| Title: | Toolkit for the 'Entrez' API |
| Version: | 0.1.0 |
| Description: | Interact with the 'Entrez' API hosted by the National Center for Biotechnology Information (NCBI), https://www.ncbi.nlm.nih.gov/books/NBK25499/. This package is focused on working with sequence metadata and links. It handles pagination and compensates for some API limitations to simplify these tasks. API calls are printed to the console to highlight how high-level queries are translated into individual HTTP requests. |
| License: | MIT + file LICENSE |
| Encoding: | UTF-8 |
| RoxygenNote: | 7.3.3 |
| Collate: | 'count.R' 'process.R' 'fetch.R' 'id_set.R' 'id_set_validate.R' 'info.R' 'jentre-package.R' 'link.R' 'post.R' 'request.R' 'search.R' 'utils.R' |
| Depends: | R (≥ 4.1.0) |
| Imports: | cli, glue, httr2, purrr, rlang (≥ 1.1.0), vctrs (≥ 0.7.0), xml2 |
| Suggests: | httpuv, testthat (≥ 3.0.0), tibble, withr |
| Config/testthat/edition: | 3 |
| URL: | https://github.com/cidm-ph/jentre, https://cidm-ph.github.io/jentre/ |
| BugReports: | https://github.com/cidm-ph/jentre/issues |
| NeedsCompilation: | no |
| Packaged: | 2026-03-25 06:10:45 UTC; csus5157 |
| Author: | Carl Suster |
| Maintainer: | Carl Suster <carl.suster@sydney.edu.au> |
| Repository: | CRAN |
| Date/Publication: | 2026-03-30 08:50:13 UTC |
jentre: Toolkit for the 'Entrez' API
Description
To use this package effectively, you should have some understanding of the design of the Entrez API which is documented at https://www.ncbi.nlm.nih.gov/books/NBK25500/. Helper functions will make it easier to avoid common pitfalls, and to make use of features like pagination, but you'll still need to understand how to structure your requests efficiently to avoid undue load.
Details
Entrez API usage is subject to guidelines that are available at the URL above. Entrez datasets are also subject to copyright. Refer to the NCBI policies at https://www.ncbi.nlm.nih.gov/home/about/policies/ for details.
Author(s)
Maintainer: Carl Suster carl.suster@sydney.edu.au (ORCID) [copyright holder]
See Also
Useful links:
Report bugs at https://github.com/cidm-ph/jentre/issues
Check ID set is well formed
Description
Check ID set is well formed
Usage
check_id_set(
x,
database = NULL,
arg = rlang::caller_arg(x),
call = rlang::caller_env()
)
check_id_list(x, arg = rlang::caller_arg(x), call = rlang::caller_env())

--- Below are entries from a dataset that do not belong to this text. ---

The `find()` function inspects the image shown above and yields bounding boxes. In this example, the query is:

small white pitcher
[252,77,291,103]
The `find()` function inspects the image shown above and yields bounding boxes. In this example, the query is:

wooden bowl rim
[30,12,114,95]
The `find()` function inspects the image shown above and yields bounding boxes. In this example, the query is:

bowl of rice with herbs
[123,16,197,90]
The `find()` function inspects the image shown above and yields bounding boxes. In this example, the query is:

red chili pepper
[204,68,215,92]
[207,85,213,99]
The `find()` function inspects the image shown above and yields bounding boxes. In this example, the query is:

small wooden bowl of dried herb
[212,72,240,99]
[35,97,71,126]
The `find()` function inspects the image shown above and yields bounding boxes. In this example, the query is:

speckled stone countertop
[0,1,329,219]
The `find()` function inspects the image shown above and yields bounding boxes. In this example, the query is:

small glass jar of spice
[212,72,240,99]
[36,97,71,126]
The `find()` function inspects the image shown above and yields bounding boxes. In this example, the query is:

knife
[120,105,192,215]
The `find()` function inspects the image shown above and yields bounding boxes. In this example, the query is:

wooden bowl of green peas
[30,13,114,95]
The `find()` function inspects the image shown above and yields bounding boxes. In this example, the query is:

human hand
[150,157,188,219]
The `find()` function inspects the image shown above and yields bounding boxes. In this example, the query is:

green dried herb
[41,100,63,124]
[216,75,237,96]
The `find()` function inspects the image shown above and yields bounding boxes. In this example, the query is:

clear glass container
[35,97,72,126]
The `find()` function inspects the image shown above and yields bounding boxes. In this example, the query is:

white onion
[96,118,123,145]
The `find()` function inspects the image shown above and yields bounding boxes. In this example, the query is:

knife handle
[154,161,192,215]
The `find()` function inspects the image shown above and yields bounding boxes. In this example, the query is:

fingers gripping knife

check_web_history(x, arg = rlang::caller_arg(x), call = rlang::caller_env())
entrez_database(x)
Arguments
x |
ID set object. |
database |
name of intended database.
If |
arg |
name of argument to use in error reporting. |
call |
execution environment, for error reporting.
See rlang::topic-error-call and the |
Value
For
check_*, these function raise an error if the check fails.For
entrez_database()the name of the database.
Fetch records from Entrez
Description
Fetching can be slow, and Entrez will time out requests that take too long.
This helper supports pagination if you specify retmax.
Usage
efetch(
id_set,
...,
retstart = 0L,
retmax = NA,
retmode = "xml",
rettype = NULL,
.method = NA,
.cookies = NA,
.paginate = 200L,
.process = NA,
.progress = "Fetching",
.path = NULL,
.call = rlang::current_env()
)
Arguments
id_set |
ID set object. |
... |
additional API parameters (refer to Entrez documentation).
Any set to |
retstart |
integer: index of first result (starts from 0). |
retmax |
integer: maximum number of results to return.
When |
retmode |
character: requested document file format. |
rettype |
character: requested document type. |
.method |
HTTP verb. If |
.cookies |
path to persist cookies.
If |
.paginate |
controls how multiple API requests are used to complete the call.
Pagination is performed using the |
.process |
function that processes the API results.
Can be a function or builtin processor as described in
|
.progress |
controls progress bar; see the |
.path |
path specification for saving raw responses.
See |
.call |
call environment to use in error messages/traces.
See rlang::topic-error-call and the |
Value
Combined output of .process from each page of results.
For the default where .process does nothing, this will be a list of XML documents.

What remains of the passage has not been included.